Microscopically, DF is characterized by a paucicellular proliferation of spindle to stellate-shaped cells, embedded in a highly hyalinized collagenous stroma with or without focal fibromyxoid degeneration [4]. Binucleation [3, 6] and a few multinucleated giant cells can be observed in some reports [1, 3, 20–22], as was the case in the present study. However, future research concerning the exact origin of multinucleated giant cells is warranted. Other common histological findings include adjacent skeletal muscle or fat tissue entrapment [3] as well as an atypical finding of focal calcifications [7, 21, 26]. Oral DF with entrapment has been observed in three reported cases [3, 4, 7] as well as in the present study.

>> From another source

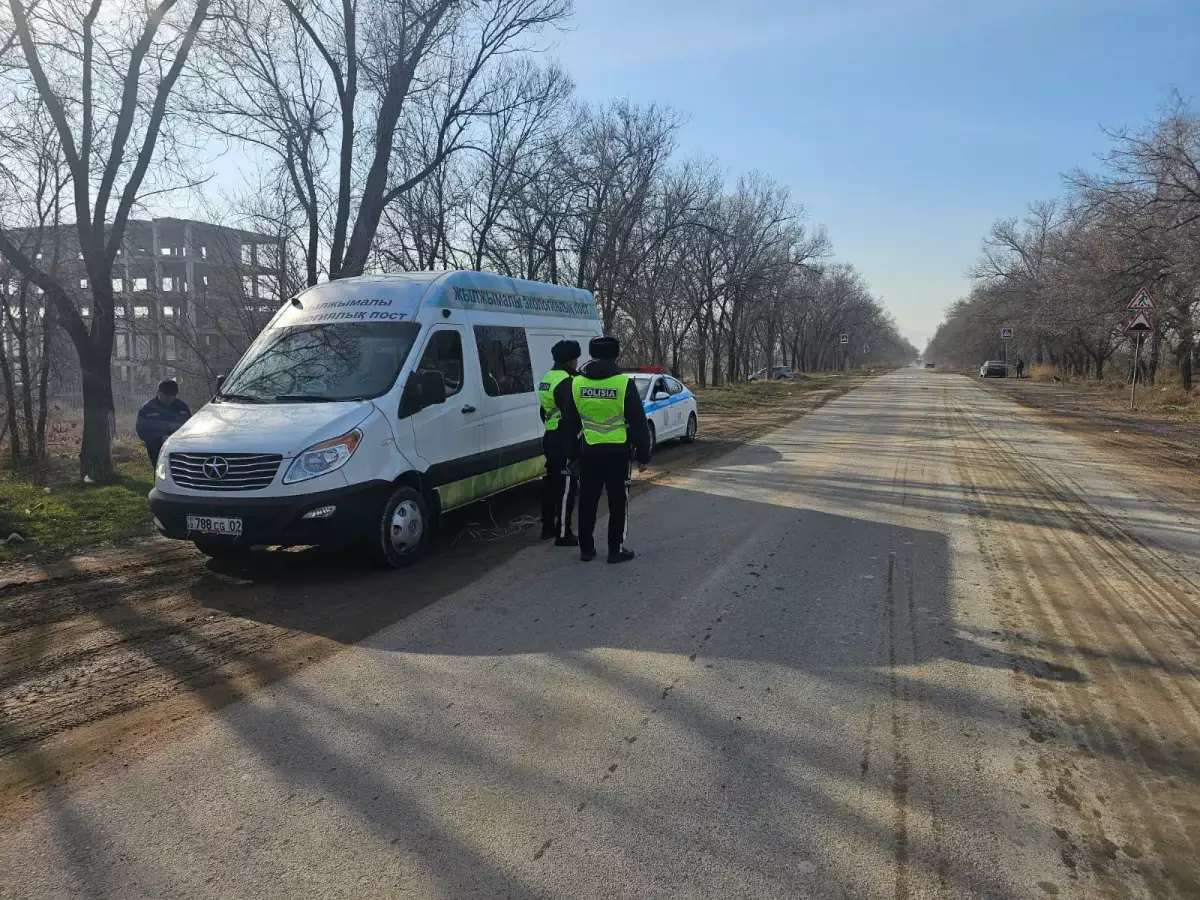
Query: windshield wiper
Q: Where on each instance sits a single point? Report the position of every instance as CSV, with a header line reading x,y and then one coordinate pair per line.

Oral DF must be histologically differentiated from other soft tissue lesions, mainly inflammatory fibrous hyperplasia (IFH), traumatic fibroma (TF), and giant cell fibroma (GCF). IFH and TF rarely exhibit binucleated or stellate-shaped cells, but do show a greater level of cellularity and contain associated inflammatory infiltrate. GCF also contains a higher level of cellularity, and multinucleated fibroblasts remain relatively invisible [27]. Additionally, oral DF commonly shows the entrapment of adipocytes and muscle fibers [3, 4]. Mesquita et al. [3] demonstrated that collagen distribution may also aid in distinguishing these entities. Another histological differential diagnosis is the solitary fibrous tumor, which is a spindle-cell lesion characterized by a variety of growth patterns. Areas of extensive sclerosis or hyalinization, similar to that of oral DF, can be seen in solitary fibrous tumor however, hypercellular areas can only be found in solitary fibrous tumor [20]. Juvenile hyaline fibromatosis consists predominantly of spindle-ovoid-shaped, fibroblast-like cells, but it does contain a deposition of amorphous hyaline material, which represents a key diagnostic criterion [17]. Providing a microscopic differential diagnosis of fibromatosis is quite difficult, due to the histological similarity between fibromatosis and DF. However, fibromatosis is consistently and diffusely more cellular than is DF [18]. Distinguishing DF from fibromatosis is important, as the latter commonly presents an aggressive clinical behavior [18].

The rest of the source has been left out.